As previously discussed, the risk of carbon monoxide poisoning is a serious matter that should not be taken lightly, because of the severe repercussions it cud have on your life. Preventing carbon monoxide poisoning can be easily done with the help of CO sensors that can be installed around the house. We are going to discuss the way these carbon monoxide detectors work shortly. For now, here are a few quicks tips to prevent or limit your exposure to CO:

  • avoid heating your home with a gas stove, as these generate CO that could rapidly accumulate inside the house without your knowledge
  • avoid running or warming up your car while still parked in the garage during the cold season, as CO is a byproduct of car exhaust that will rapidly build up in enclosed spaces
  • ensure the right level of ventilation inside those rooms of the house where you are using a device that runs on gas, such as a heater, a generator, or a pressure washer
  • avoid using camping stoves or charcoal grills inside an RV or inside the house or a tent

Detect CO Using Carbon Monoxide Detectors

Professional carbon monoxide detectors can be easily installed inside the household in the form of one or several sensors that are similar to smoke and fire alarm detectors. Basically, CO alarms will trigger an audio warning whenever the sensors will detect the presence of carbon monoxide in the respective room.  Some of the simples carbon monoxide detectors will easily set off the siren, while smart carbon monoxide detectors with more complex features will also allow you to connect the sensors to the home security system via a smartphone.

How Does A Carbon Monoxide Detector Work?

A carbon monoxide detector will automatically sound the alarm whenever the level of CO inside the room goes above a certain predefined limit in time. You can schedule different sensors to set off various types of alarms, as follows:

  • a CO detector that uses metal oxide semiconductors will lower the electrical resistance and this will, in turn, enable the alarm to sound. This occurs whenever the circuitry of the silica chip will detect the presence of CO.
  • a CO detector featuring a biomimetic sensor will work by sounding the alarm whenever the gel will change its color as it is absorbing CO.
  • a CO detector that relies on an electrochemical sensor will trigger the alarm whenever there are any changes noticed in the electrical current identified by the electrodes placed inside a chemical solution that touches CO.

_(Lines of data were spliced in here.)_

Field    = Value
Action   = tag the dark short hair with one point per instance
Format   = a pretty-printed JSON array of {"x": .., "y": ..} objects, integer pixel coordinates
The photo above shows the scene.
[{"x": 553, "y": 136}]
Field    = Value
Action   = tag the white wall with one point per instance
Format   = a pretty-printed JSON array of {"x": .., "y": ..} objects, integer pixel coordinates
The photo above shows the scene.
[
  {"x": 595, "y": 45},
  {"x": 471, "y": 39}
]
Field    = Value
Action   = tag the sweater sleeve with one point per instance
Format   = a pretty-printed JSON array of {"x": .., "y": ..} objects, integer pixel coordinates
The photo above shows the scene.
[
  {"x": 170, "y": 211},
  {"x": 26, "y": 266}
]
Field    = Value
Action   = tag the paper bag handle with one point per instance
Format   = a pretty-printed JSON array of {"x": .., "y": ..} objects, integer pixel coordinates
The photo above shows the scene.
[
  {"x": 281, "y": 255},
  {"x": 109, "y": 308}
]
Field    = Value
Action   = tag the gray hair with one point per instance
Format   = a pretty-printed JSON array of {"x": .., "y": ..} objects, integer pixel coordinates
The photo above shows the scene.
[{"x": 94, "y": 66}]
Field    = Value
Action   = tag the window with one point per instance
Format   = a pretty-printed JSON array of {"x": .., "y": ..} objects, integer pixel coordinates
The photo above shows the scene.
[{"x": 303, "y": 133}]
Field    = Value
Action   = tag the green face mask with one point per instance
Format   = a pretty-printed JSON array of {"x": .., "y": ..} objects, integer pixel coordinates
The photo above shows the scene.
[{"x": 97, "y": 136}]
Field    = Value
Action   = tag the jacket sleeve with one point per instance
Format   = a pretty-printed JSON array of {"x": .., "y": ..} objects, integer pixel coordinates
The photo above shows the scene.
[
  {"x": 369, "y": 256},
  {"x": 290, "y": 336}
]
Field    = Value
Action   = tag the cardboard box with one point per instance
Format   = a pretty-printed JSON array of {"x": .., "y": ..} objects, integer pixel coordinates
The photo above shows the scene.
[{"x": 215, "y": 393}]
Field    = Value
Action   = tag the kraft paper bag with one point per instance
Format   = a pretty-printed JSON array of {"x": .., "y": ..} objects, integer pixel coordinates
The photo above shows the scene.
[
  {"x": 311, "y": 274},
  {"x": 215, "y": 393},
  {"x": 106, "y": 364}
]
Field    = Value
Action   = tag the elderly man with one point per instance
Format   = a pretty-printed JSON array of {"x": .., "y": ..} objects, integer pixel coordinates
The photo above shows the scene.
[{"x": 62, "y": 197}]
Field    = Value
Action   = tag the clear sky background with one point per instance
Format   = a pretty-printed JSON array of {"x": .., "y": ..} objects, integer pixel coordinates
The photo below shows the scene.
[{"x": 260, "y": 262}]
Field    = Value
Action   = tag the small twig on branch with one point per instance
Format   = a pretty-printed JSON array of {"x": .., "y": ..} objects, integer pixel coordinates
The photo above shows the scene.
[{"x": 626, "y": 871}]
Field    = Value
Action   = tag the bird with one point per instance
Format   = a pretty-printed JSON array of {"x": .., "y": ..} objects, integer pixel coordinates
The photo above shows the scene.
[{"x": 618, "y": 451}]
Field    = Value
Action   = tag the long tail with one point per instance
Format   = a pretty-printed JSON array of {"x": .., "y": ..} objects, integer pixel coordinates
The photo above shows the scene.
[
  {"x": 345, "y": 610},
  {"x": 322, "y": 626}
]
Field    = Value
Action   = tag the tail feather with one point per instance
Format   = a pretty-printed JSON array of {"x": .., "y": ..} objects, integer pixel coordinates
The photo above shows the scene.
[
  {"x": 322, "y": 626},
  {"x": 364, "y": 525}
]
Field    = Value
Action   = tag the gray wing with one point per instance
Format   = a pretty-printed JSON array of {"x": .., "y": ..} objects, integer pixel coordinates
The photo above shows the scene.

Shortly put, a carbon monoxide sensor will go off whenever it can detect an accumulation of this dangerous gas inside the house or the garage, and this normally occurs prior to you being able to physically experience any intoxication symptoms. This could range from up to 8 hours for low concentrations of 50 parts per million, to as little as 3 minutes CO concentrations of at least 150 ppm.  Whenever you hear the carbon monoxide alarm going off, make sure you leave the premises straight away as being exposed to the low concentration of CO over a long period of time could prove to be just as harmful as being suddenly exposed to very high concentrations of gas.  The repercussions of being exposed to CO will usually begin at around 70 parts per million for most individuals, so it is critical that you use carbon monoxide detectors in the house, since lower levels of the gas will not signal any visible changes at a physical level.

Which Carbon Monoxide Alarm Systems To Buy?

Whether you want to buy simple carbon monoxide alarm systems you can instantly plug in outlets or charge with the help of batteries for a multi-bedroom household building or a model with carbon monoxide sensors as well as smoke sensors, the choice is yours. There are some more advanced, smart detector options that allow you to connect a home security system to the sensors and issue warnings via smart apps. They are pricier than the other models, but they will add an extra layer of protection and bring more peace of mind to you and your family.

Where To Install Carbon Monoxide Detectors?

Depending on where you live, check out the local legislation for CO detectors as well as the instructions provided by the manufacturer and make sure you have a sensor installed on each floor, plus the attic and the basement, nearby each bedroom and near the doors that communicate with the garage.